Dándome cuenta del daño que hacía, intenté tomar contacto con algún duende
pero, cada vez que detectaba alguno (de churro, claro, porque con el
desorientador averiado no sé nunca adónde voy), éste salía corriendo. Nunca
conseguí encontrar a alguien que me ayudara o, por lo menos, me escuchara
contar esta historia. Así que estoy que lo peto… —Nueva miradita.
Barael no entendía mucho aquella jerigonza
subversiva pero le preguntó preocupado tratando de no desconcentrarse:
—¿Y ahora? ¿Adónde nos dirigimos?
El duende negro se levantó del sillón,
marchándose a la consola de mandos:
—Exactamente, no lo sé. Desde hace tiempo
vago por los abismos insondables a la espera de encontrar algo que me sirva de
orientación.
Barael pensó con rapidez:
—¿Y ese sistema de orientador, no tiene
arreglo?
—Sí —respondió.
—Joder, ¿Y por qué no lo reparas?
—Porque las piezas que necesito están en mi
laboratorio.
—¿Y sin esas piezas no hay posibilidad de
arreglo? —preguntó ya desesperado.
—Me temo que no —respondió Néjrix con una
cara de resignación que a Barael le hubiese encantado recolocar a martillazos.
—¿Y cómo piensas regresar a tu país?
—volvió. Se negaba a creer que alguien tan inteligente adoptara una postura tan
propia de un representante público.
—No lo sé, este aparato tiene unos sensores
que pueden detectar cualquier material que yo le introduzca en la memoria. Una
vez localizado, él sólo se pone en automático, dirigiéndose hasta allí. Sólo
tiene una pega, y es que su radio de acción no es muy grande. En Negrontia hay
un mineral calcáreo muy específico que sería ideal. Si consiguiera aproximarme
lo suficiente a mi país, aunque fuera de manera casual, la taladradora
reconocería el metal llevándome de vuelta a casa.
Barael se quedó pensativo:
—Oye, ¿por casualidad…, vamos, porque sería
la pera claro…
—Dime.
—¿Tú
no sabrás por qué el Blanco es el más importante de los colores?
El duende rio a carcajadas:
—No…, no. Me temo que no.
Se hizo el silencio:
—¿Eres de Blancuol, verdad? —preguntó
Néjrix.
—Sí —respondió Barael—. ¿Por qué lo
preguntas?
—Porque he oído cosas. Rumores, ya sabes. Tengo entendido que no os van
muy bien las cosas por allí.
Barael asintió agradeciendo el eufemismo.

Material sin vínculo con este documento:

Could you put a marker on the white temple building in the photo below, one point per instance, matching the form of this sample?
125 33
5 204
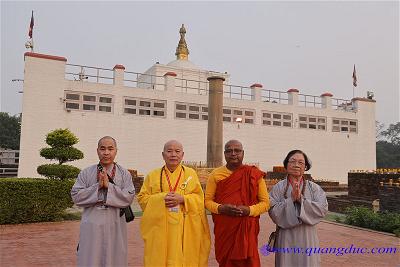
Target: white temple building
144 110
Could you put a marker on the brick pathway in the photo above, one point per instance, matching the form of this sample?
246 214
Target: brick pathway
54 244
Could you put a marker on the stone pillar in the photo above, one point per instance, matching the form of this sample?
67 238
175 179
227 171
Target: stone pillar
256 87
326 99
170 81
293 97
215 130
119 75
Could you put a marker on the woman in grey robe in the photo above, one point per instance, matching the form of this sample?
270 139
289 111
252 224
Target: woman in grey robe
297 205
102 190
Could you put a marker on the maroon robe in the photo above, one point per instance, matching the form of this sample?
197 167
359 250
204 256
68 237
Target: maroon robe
236 238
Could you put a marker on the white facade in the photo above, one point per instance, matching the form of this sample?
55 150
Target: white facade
53 91
8 156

De repente, la taladradora frenó bruscamente
precipitando al suelo el cuerpo de Rjrrr y Barael, a la vez que Néjrix se
empotraba contra la consola de mandos.
—¿Qué ha pasado? —preguntó el duende blanco
mientras se levantaba.
Néjrix maldecía su suerte:
—…dita sea. Hemos encallado en rubí. ¿Cómo
es posible?
Barael miró al exterior: Efectivamente,
habían topado con un enorme rubí. Uno proporcionalmente obsceno.
Palancas abajo y giro los controles, la nave
tembló pero salió triunfante del atolladero.
El duende negro enjugó su sudor. Estaban
relativamente salvados.
—¿Esta taladradora no perfora el rubí?
—preguntó Barael.
—Me temo que no, muchacho.
Aquello le sugirió algo a Barael:
—Néjrix, he de pedirte un favor.
Néjrix giró el sillón de control para verle bien
la cara:
—¿De qué se trata?
—Necesito tu máquina.
—¿Para qué?
—Para llegar a un lugar.
—Pero si no funciona su orientador. A ver si
te crees tú que, funcionando, iba a estar yo aquí.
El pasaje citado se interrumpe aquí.